My cat is in the floor. I am busted.
It may not look like much but this is the gateway to Big Adventure
We knew which cat it was of course, one is dainty and pretty and likes to sit around looking cute. The other is an Adventure Cat, always looking for trouble except for those few moments where he is actively involved in being in trouble. Cat is asleep somewhere. Othercat is in the floor.
BOOM BAM BAM
I am at the grate. I can’t see anything, there is wood in the way. It is dark. I call him.
BAM BOOM BOOM
He comes when called, I believe this is unusual for a cat but he generally does. So does Othercat. Maybe they are both unusual? But regardless, he comes, and cat paws flit about in the bottom of the grate. He swats at my hand. He pokes his head up, looks me in the eye, then disappears back into the grate. He is playing.
BAM BAM, BOOM BOOM
It must have been scary for him at first. The noise is very loud (loud enough to mistake for gunfire!) and must be even louder inside the ductwork. But clearly he has gotten past that.

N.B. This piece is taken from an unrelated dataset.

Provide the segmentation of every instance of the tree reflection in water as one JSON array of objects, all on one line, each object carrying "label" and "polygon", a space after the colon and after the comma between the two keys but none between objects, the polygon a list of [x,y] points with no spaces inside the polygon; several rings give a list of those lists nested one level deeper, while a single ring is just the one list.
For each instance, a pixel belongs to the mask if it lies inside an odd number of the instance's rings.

He is quickly at the other end of the house. He is running from one end of the duct to the other and back. Not in a panic. It is deliberate.
He is having a big adventure.
He is Walking Like Thunder.
BOOM BOOM. BAM BOOM BAM.
This goes on for awhile. I am contemplating just leaving out a plate of his food and going to bed; he’ll come out when he is ready. But my Gamer Girl is upset; he could run into nails or something in the dark. Or get stuck. Or some other bad thing could happen.
And it is my fault he is down there in the first place.
Cat no longer responds to my call, he is too busy Adventuring. He does come running when I dangle one of his cat toys down into the duct and jingle it about. More fun for him! But no luck coaxing him out.
Experimenting, I learn that I can get part of my arm and hand about a foot into the duct if I lay flat on the floor, on my back, and work it in. It is horribly uncomfortable, but I am able to feel Cat; he brushes against my hand playfully and then is off again.
BAM BAM BAM – another lap on the Thundercat Raceway.
I have the bright idea of holding a cat treat in my hand – he comes running again, but doesn’t take the treat. I accidentally drop it and he goes for it; I am able to take advantage of the momentary stability in Cat Posture to get a grip on the scruff of his neck.
Foiled! Or more accurately, screened! No Big Adventure today
He doesn’t easily fit on the way out; I am not sure he could have made it on his own. It is awkward and I have to grab him in places he normally does not like being grabbed. Nonetheless he remains limply cooperative and soon his Big Adventure is over. He is spent, and I am too. We lay there, me on my back on the floor, Cat strung limply across my chest. But he is out of the floor.
So this is life with cats. I miss my Shaggydog, I remain a dog person. But this is interesting too.
Different. But interesting. I could do a lot worse.